The border of the root window is initially a pixmap filled with the black-pixel. The initial background of the root window is a pixmap filled with some unspecified two-color pattern using black-pixel and white-pixel.

Min-installed-maps specifies the number of maps that can be guaranteed to be installed simultaneously (with InstallColormap), regardless of the number of entries allocated in each map. Max-installed-maps specifies the maximum number of maps that might possibly be installed simultaneously, depending on their allocations. Multiple static-visual colormaps with identical contents but differing in resource ID should be considered as a single map for the purposes of this number. For the typical case of a single hardware colormap, both values will be 1.

Backing-stores indicates when the server supports backing stores for this screen, although it may be storage limited in the number of windows it can support at once. If save-unders is True, the server can support the save-under mode in CreateWindow and ChangeWindowAttributes, although again it may be storage limited.

The current-input-events is what GetWindowAttributes would return for the all-event-masks for the root window.

Visual Information

The information that applies per visual-type is:

A given visual type might be listed for more than one depth or for more than one screen.
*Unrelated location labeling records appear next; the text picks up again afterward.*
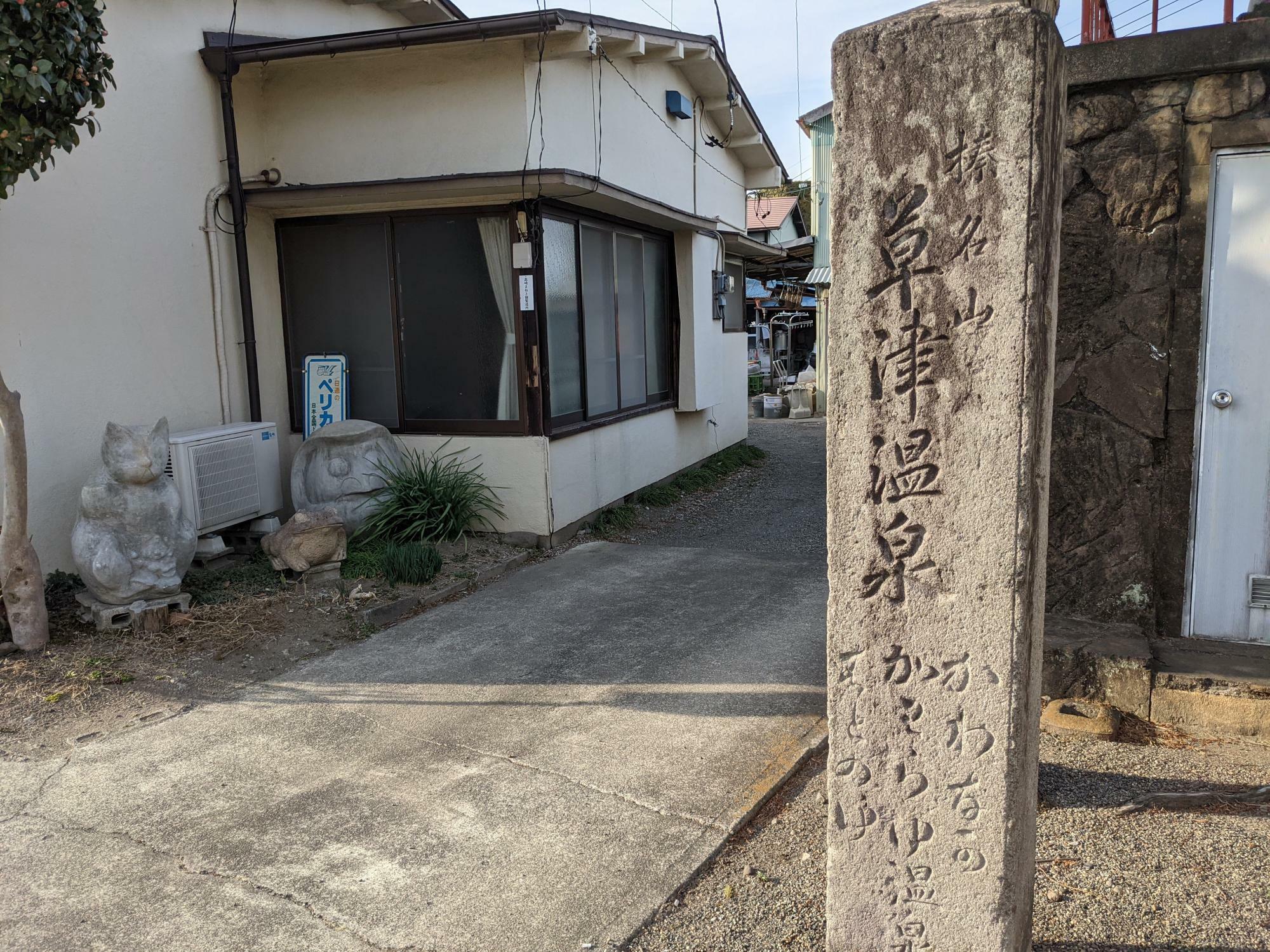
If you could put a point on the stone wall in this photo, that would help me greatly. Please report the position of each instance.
(1135, 216)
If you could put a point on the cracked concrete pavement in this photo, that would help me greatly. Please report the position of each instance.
(534, 767)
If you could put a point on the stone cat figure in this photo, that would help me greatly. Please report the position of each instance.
(131, 540)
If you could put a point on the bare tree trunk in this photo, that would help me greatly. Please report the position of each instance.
(22, 583)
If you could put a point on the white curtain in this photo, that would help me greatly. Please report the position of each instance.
(496, 237)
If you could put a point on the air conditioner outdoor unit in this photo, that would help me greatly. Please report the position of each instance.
(228, 474)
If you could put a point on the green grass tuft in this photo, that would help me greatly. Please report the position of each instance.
(365, 560)
(411, 563)
(619, 519)
(704, 477)
(432, 497)
(695, 480)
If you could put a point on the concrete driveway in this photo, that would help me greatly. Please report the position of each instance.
(535, 767)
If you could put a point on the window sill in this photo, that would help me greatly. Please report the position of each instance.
(575, 428)
(474, 428)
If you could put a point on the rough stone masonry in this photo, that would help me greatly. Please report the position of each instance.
(946, 213)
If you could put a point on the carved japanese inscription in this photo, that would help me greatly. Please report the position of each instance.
(940, 366)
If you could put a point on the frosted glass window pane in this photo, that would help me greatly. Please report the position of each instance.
(565, 343)
(656, 318)
(631, 319)
(601, 326)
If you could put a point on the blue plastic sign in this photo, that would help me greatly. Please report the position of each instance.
(326, 392)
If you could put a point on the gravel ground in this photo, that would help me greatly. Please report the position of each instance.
(775, 507)
(1160, 880)
(1196, 880)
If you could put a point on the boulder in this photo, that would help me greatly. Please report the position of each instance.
(340, 466)
(311, 538)
(1225, 95)
(1094, 117)
(1160, 95)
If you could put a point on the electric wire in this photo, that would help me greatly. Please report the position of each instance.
(1145, 17)
(660, 13)
(650, 107)
(798, 78)
(219, 219)
(1146, 27)
(537, 111)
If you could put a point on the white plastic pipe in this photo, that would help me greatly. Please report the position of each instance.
(214, 253)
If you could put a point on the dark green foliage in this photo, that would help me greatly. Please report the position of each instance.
(695, 480)
(60, 590)
(431, 498)
(238, 581)
(658, 496)
(411, 563)
(619, 519)
(705, 477)
(59, 583)
(733, 459)
(365, 560)
(51, 69)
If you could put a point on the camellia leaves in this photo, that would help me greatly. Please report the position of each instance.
(51, 67)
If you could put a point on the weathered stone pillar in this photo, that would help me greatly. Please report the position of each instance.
(946, 215)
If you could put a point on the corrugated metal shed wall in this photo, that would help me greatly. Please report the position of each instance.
(822, 144)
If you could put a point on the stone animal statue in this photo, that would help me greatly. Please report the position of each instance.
(311, 538)
(338, 466)
(131, 540)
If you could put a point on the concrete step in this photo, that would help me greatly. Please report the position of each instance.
(1215, 689)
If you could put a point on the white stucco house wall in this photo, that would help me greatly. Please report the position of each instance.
(415, 148)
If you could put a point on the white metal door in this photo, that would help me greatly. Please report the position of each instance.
(1230, 593)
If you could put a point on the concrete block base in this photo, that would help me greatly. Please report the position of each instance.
(107, 616)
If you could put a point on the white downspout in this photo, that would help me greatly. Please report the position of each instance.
(271, 177)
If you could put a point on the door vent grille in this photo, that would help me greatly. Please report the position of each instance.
(1259, 591)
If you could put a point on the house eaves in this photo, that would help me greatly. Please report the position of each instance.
(567, 35)
(808, 120)
(570, 186)
(417, 11)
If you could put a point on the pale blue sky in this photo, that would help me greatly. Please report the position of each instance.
(761, 43)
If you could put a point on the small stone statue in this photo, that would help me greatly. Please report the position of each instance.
(338, 466)
(131, 541)
(311, 538)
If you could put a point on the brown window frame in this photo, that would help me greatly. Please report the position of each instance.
(440, 427)
(581, 421)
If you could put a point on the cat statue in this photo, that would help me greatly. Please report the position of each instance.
(133, 541)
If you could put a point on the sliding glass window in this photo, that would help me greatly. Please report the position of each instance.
(606, 319)
(425, 308)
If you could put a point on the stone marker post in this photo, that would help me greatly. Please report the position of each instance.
(946, 214)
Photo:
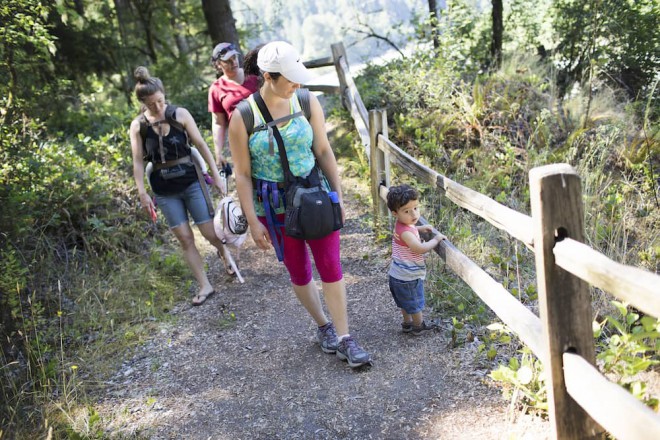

For PseudoColor, a pixel value indexes a colormap to produce independent RGB values; the RGB values can be changed dynamically. GrayScale is treated in the same way as PseudoColor except which primary drives the screen is undefined; thus, the client should always store the same value for red, green, and blue in colormaps. For DirectColor, a pixel value is decomposed into separate RGB subfields, and each subfield separately indexes the colormap for the corresponding value. The RGB values can be changed dynamically. TrueColor is treated in the same way as DirectColor except the colormap has predefined read-only RGB values. These values are server-dependent but provide linear or near-linear increasing ramps in each primary. StaticColor is treated in the same way as PseudoColor except the colormap has predefined read-only RGB values, which are server-dependent. StaticGray is treated in the same way as StaticColor except the red, green, and blue values are equal for any single pixel value, resulting in shades of gray. StaticGray with a two-entry colormap can be thought of as monochrome.

The red-mask, green-mask, and blue-mask are only defined for DirectColor and TrueColor. Each has one contiguous set of bits set to 1 with no intersections. Usually each mask has the same number of bits set to 1.

The bits-per-rgb-value specifies the log base 2 of the number of distinct color intensity values (individually) of red, green, and blue. This number need not bear any relation to the number of colormap entries. Actual RGB values are always passed in the protocol within a 16-bit spectrum, with 0 being minimum intensity and 65535 being the maximum intensity. On hardware that provides a linear zero-based intensity ramp, the following relationship exists:

       hw-intensity = protocol-intensity / (65536 / total-hw-intensities)

Colormap entries are indexed from 0. The colormap-entries defines the number of available colormap entries in a newly created colormap. For DirectColor and TrueColor, this will usually be 2 to the power of the maximum number of bits set to 1 in red-mask, green-mask, and blue-mask.